ADP officials said the findings of the ADP Research Institute study were based on actual, real-world data for approximately 1 million employees and more than 2 million covered lives.
The study said 88 percent of the full-time workforce was eligible for benefits but 77 percent of the eligible full-time employees actually selected health coverage. The result was 68 percent of the total full-time workforce was covered by employers' health plans.
The average employer within the ADP Benefits Study contributed $7,225 a year in health premiums for each employee who enrolled in the employer's group health plans for benefit year 2012.
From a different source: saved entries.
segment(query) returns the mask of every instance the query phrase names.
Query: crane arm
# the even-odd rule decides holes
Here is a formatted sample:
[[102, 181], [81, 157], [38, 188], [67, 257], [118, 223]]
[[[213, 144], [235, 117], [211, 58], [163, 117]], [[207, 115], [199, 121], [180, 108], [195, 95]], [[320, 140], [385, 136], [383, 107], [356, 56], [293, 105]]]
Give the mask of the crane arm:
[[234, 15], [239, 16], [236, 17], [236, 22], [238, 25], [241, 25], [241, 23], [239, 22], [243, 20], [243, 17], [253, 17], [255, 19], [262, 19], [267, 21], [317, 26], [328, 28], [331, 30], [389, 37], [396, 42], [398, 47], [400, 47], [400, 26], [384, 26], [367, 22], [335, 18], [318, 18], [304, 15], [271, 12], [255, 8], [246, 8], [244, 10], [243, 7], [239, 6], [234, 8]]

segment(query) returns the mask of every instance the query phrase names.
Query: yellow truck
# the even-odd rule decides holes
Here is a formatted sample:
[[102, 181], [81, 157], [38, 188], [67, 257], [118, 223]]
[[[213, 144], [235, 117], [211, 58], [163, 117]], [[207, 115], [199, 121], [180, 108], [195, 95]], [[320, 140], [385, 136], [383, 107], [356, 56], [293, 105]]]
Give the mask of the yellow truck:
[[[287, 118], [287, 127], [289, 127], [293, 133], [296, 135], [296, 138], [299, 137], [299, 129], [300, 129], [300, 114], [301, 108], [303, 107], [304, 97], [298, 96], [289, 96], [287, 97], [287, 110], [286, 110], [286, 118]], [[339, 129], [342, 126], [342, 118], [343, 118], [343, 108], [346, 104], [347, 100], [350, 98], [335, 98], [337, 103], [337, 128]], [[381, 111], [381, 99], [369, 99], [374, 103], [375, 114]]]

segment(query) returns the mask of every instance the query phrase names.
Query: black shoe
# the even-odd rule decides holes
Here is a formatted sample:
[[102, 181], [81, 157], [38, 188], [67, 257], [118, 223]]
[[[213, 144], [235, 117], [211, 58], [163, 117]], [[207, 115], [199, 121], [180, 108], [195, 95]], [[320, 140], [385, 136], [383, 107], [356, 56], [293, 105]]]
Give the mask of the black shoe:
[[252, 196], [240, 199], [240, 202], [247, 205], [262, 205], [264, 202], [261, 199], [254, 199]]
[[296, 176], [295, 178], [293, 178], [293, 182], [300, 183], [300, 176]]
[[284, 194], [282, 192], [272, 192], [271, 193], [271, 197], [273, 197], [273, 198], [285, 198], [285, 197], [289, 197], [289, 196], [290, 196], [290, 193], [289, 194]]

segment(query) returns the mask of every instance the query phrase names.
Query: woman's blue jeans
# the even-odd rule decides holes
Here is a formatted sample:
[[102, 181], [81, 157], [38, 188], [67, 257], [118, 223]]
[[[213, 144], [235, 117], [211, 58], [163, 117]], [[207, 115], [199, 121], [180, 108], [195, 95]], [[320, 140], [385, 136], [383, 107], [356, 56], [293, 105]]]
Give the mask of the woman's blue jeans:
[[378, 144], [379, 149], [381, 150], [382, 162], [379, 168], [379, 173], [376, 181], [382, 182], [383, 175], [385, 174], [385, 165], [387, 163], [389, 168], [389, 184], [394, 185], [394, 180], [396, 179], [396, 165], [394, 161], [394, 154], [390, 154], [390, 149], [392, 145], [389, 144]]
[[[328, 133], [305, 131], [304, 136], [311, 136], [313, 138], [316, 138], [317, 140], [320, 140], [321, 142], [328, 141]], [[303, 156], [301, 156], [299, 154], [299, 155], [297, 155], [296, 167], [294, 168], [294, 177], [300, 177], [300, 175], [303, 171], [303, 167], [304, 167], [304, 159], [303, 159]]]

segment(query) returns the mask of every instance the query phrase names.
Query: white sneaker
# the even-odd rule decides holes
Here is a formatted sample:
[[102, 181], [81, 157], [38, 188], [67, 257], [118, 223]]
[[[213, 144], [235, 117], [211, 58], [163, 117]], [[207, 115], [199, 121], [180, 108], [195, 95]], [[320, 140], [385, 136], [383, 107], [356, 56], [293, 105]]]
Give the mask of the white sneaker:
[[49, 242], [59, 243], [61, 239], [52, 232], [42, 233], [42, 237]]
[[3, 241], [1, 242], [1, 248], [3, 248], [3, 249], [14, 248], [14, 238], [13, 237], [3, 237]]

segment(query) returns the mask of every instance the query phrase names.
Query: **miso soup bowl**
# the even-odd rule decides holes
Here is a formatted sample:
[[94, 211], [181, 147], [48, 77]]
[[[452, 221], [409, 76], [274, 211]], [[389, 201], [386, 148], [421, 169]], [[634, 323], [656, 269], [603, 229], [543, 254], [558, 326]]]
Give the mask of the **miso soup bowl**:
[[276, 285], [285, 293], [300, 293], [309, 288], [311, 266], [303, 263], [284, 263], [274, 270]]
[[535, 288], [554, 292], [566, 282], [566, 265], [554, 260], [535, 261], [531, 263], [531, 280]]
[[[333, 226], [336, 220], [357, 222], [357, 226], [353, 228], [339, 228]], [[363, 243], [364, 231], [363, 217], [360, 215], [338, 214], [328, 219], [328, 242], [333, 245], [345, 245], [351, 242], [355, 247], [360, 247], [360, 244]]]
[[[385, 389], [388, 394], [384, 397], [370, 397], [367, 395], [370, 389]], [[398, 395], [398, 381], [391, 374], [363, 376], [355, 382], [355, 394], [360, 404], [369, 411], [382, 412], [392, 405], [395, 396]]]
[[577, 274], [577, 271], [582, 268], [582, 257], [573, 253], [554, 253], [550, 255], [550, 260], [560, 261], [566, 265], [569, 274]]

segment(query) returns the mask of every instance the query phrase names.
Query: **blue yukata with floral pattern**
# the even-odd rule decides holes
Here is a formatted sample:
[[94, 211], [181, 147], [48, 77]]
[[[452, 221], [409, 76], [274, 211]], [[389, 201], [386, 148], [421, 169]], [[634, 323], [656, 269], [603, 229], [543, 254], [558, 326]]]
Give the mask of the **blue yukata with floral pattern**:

"Unlike survey-based studies, the data in our study was derived from the actual, aggregated and anonymous benefits data and enrollment administration activity of large ADP clients representing multiple industries across all 50 U.S. states," Tim Clifford, president of ADP Benefits Administration Services, said in a statement.
Despite wide disparities in total premium costs on an employer-by-employer basis, very large employers of more than 5,000 employees as a group paid 14 percent less for health insurance than employers with smaller populations of 1,000 to 2,499 employees. The benefits of these lower premium costs were shared equally by employer and employee, the study said.
The study was based on employee data from a subset of ADP's health and welfare benefits clients of approximately 300 U.S. organizations that employed more than 1,000 workers. All states and major industries were represented, as well as gender, age and marital status.